The idea is that by allowing web clients to directly connect to a MongoDB database server we remove all the overhead and latency introduced by intermediary code: multiple serializations and deserializations, memory buffers, etc. Because web browsers cannot directly connect to a TCP port, the web app exposes a thin WebSockets-TCP proxy which does not process packets but just passes them back and forth.
Change Streams is an official MongoDB API since MongoDB 3.6 to hook into the oplog and receive a stream of notifications as documents in a collection are being modified.
This web app then uses Vue to render the example reactive collection.
@mitar is this where you are defining how ChangeStreams should work? Is it subscribing to changes for the entire collection?
Regarding your readme - the security is the top concern, especially if/when vulnerabilities in MongoDB are discovered. Plus scaling looks like it would be limited, I suspect Change Streams, when used appropriately, should help you scale to 1m concurrent users and beyond.
Either way, the code looks fairly simple - wouldn’t this be reasonable to integrate with Meteor’s pub/sub?
Sure. This is why I would probably have a dedicated MongoDB instance just for this public data, if I would go this way.
My main motivation for me was that I am working on one dashboard for measurements. So a lot of data is getting in and I would like to visualize it. Because the whole tool is to be used inside secured network I do not really worry about MongoDB security. But I do worry that I have to transport a lot of data from server to client and I do not want to spend time serializing/deserializing data unnecessary.
Not sure why you think it would help with scaling? How you got to this number?
The benefit would be that somone can create static-first applications and then sprinkle in real-time magic where it makes sense, and it would be super scalable.
It’s arbitrary. I’m just trying to say, it should get you to the 7 figures and up, and not just 4-5 figures.
On a side note: I think where this public change streams approach might make sense is if your application has various third-party partners or services - it can make it really easy to create a real-time API or integration point while keeping the amount of connections reasonable (especially if IP whitelisting were implemented)

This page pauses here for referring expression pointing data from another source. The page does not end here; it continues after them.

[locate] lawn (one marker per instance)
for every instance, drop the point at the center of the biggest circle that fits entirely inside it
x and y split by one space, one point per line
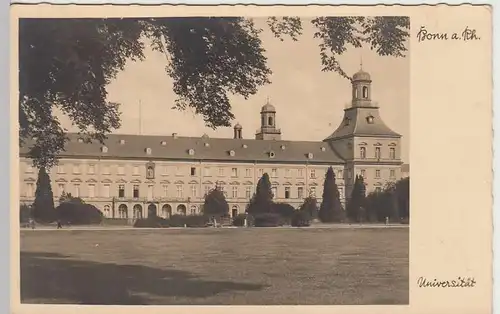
253 266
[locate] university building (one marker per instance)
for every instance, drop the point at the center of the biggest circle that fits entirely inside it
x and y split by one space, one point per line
131 176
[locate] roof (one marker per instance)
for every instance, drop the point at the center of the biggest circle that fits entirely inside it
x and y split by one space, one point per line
201 148
356 122
361 76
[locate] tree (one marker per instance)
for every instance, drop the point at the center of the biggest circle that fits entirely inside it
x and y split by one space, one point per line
215 203
262 200
43 207
331 208
66 64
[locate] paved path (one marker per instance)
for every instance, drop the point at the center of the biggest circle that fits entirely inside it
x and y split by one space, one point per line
315 226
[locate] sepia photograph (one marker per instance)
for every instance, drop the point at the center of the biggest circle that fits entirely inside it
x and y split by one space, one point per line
214 160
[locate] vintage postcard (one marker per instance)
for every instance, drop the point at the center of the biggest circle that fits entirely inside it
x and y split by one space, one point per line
175 156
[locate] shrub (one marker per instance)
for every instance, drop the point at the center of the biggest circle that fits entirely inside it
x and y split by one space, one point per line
268 220
151 222
78 214
301 218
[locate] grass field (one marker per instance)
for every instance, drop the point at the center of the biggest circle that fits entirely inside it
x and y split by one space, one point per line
253 266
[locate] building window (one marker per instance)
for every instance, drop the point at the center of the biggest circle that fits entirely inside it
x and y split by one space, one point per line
392 153
105 190
312 174
91 190
287 173
29 169
300 192
121 190
61 189
30 191
365 92
60 169
248 192
77 190
340 174
362 152
151 192
135 191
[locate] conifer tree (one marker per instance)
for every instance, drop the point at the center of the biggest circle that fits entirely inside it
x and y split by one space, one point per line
331 208
43 207
262 200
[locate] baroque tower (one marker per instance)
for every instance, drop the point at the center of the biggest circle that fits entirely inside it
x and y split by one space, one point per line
268 130
371 149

It’s possible that the concept of having 1000 Change Streams connections has been misunderstood.
Looking at the documentation, Change Streams supports $match, which means that you can specify multiple queries that would meet the requirement with-in one Change Stream. It looks to be as flexible as any MongoDB query.

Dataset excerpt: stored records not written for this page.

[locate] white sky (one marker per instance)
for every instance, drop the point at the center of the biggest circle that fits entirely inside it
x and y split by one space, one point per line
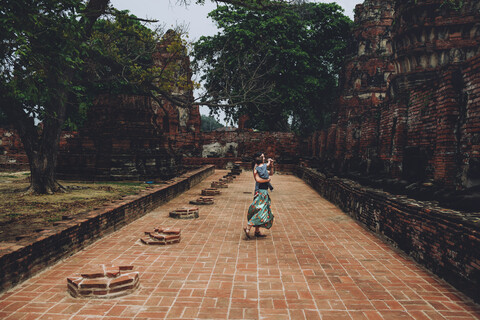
194 16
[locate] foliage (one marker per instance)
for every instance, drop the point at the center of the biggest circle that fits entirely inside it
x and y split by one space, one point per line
279 66
57 55
209 123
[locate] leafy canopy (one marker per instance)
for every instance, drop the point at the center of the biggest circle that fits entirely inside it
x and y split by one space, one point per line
279 66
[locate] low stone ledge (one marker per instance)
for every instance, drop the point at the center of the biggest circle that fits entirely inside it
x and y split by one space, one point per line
185 213
161 236
103 282
28 256
445 241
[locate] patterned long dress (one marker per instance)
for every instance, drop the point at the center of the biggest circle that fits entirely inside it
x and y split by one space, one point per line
259 212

It also looks like Change Steams support operationType, which lets you watch just about any operation, including insert, update, delete, etc.

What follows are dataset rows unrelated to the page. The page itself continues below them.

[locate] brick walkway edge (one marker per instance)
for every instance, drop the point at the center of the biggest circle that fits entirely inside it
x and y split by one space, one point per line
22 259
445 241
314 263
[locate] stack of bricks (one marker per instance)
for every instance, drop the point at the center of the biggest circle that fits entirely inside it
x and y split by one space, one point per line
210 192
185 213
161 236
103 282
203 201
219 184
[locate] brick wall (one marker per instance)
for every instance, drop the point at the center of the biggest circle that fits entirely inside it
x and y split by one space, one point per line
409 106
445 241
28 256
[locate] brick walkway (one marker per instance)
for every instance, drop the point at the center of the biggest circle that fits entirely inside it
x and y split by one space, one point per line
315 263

I would assume that if someone wanted super scalability, it can be set up so that each server would watch only the documents it needs _id. One can set up a second Change Stream to look for relevant inserts/removes/etc.
If correct, wouldn’t this be more scalable than redis-oplog, as it can deliver updates updates specifically to the servers that require them? or does redis-oplog somehow know which servers need to updated with which data?